Familie A bewohnt ewig eine 3,5 Zimmer … 86qm ohne Ärger… macht sogar kleine Hausmeisteraufgaben unendgedlich für den VM
seid einiger Zeit wird Druck gemacht das A ausziehen soll… im Erachtens des VM ist es nicht haltbar diese Familie in der Wohnung bleiben zu lassen.
Nun wurde angekündigt das Mietverhältnis wegen Eigenbedarfes zu kündigen… Anspruch stellt Eigentümer B wobei diese ein eigenes Haus besitzt.
Dazu kommt ein Streit ob Hund erlaubt ja oder Nein… F.A hat zum einzug im Mietvertrag die Hundehaltung erlaubt bekommen… Haus wurde zwischenzeitlich weiterverkauft… Hund 7Jahre geduldet…Hunda verstarb… Im guten glauben schafft F.A sich neuen Hund an(selbe größe) VM sagt das geht nicht Hund ist nicht erlaubt und nicht beantragt worden… alter Mietvertag interessiert nicht…
Is das so korekkt…muss der neue bewilligt werden obwohl es im vertrag erlaubt ist.???

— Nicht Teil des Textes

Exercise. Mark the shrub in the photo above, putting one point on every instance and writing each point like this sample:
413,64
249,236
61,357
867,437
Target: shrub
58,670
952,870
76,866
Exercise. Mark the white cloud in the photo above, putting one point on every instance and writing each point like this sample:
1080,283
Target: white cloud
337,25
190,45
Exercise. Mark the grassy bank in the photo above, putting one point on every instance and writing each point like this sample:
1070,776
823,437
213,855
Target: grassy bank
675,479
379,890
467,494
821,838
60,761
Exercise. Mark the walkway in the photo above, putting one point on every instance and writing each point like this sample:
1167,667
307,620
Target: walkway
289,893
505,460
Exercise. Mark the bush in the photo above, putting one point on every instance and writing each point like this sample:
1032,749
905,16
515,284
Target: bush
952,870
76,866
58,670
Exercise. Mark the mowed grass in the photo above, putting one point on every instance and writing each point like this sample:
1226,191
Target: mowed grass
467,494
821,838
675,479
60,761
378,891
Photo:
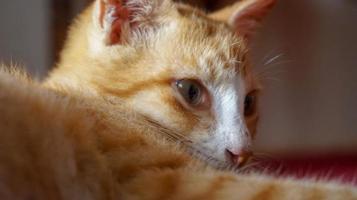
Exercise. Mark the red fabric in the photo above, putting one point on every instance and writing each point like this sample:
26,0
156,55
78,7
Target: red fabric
341,168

Nun wurde angekündigt das Mietverhältnis wegen Eigenbedarfes
zu kündigen… Anspruch stellt Eigentümer B wobei diese ein
eigenes Haus besitzt.
Eigenbedarf darf der Vermieter auch anmelden, wenn er selbst noch ein Haus besitzt. Jedoch muß er bzw. die Person für die er Eigenbedarf anmeldet auch tatsächlich die Wohnung nutzen wollen. Der Personenkreis für den er Eigenbedarf anmelden kann ist übrigens stark eingeschränkt.
Sollte das Haus erst kürzlich gekauft worden sein, so muß er außerdem beachten, dass er erst Eigenbedarf anmelden kann, wenn er auch im Grundbuch als Eigentümer eingetragen wurde (Ausnahme Zwangsversteigerung). Zu beachten hat er ebenfalls die verlängerten Kündigungsfristen bei langjährigen Mietverträgen.
Dazu kommt ein Streit ob Hund erlaubt ja oder Nein… F.A hat
zum einzug im Mietvertrag die Hundehaltung erlaubt
bekommen… Haus wurde zwischenzeitlich weiterverkauft…
Wurde die Hundehaltung ohne Einschränkung im Mietvertrag gestattet, so muß sich auch der neue Eigentümer an diese Vereinbarung halten. Er tritt nämlich durch den Kauf der Immobilie in die bestehenden Mietverträge mit allen Rechten aber auch Pflichten ein.
Das Haus wurde Anfang 2005 verkauft… das Mietverhältnis besteht seid 2002. Eigentümer B soweit bekannt die Mutter des Hausbesitzers
Hundehaltung umfasst die einschränkung eines kleines-mittelgroßen Hundes …(Kampfhunde generell verboten). aufhebung durch den Vermieter lt Vertrag nur wenn eine ungebührliche belästigung anderer Mieter besteht.
na also - neuer eigentümer tritt in sämtliche rechte und pflichten der bestehenden verträge ein, also auch bzgl. haustierhaltung.
wurde dieser vertragsbestandteil nie geändert oder gekündigt, bleibt alles, wie es ist.
eine „ungebührliche störung“ wäre ein dehnbarer begriff, für beide seiten. hier käme es stark auf das individuelle empfinden an. manche stören sich schon an „wuff“, manche erst an „wuff-wuff-wuff-wuff“.
es müßte nachgewiesen werden, daß eine erhebliche störung vorläge und es müßte nachvollziehbar vorgebracht werden, wie sich dies äußert (z.b. „hund bellt mehrere stunden am tag ununterbrochen. dies kann belegt werden durch… . außer mir fühlen sich auch die mitmieter x, y und z erheblich gestört, eine entsprechende bestätigung kann vorgelegt werden“).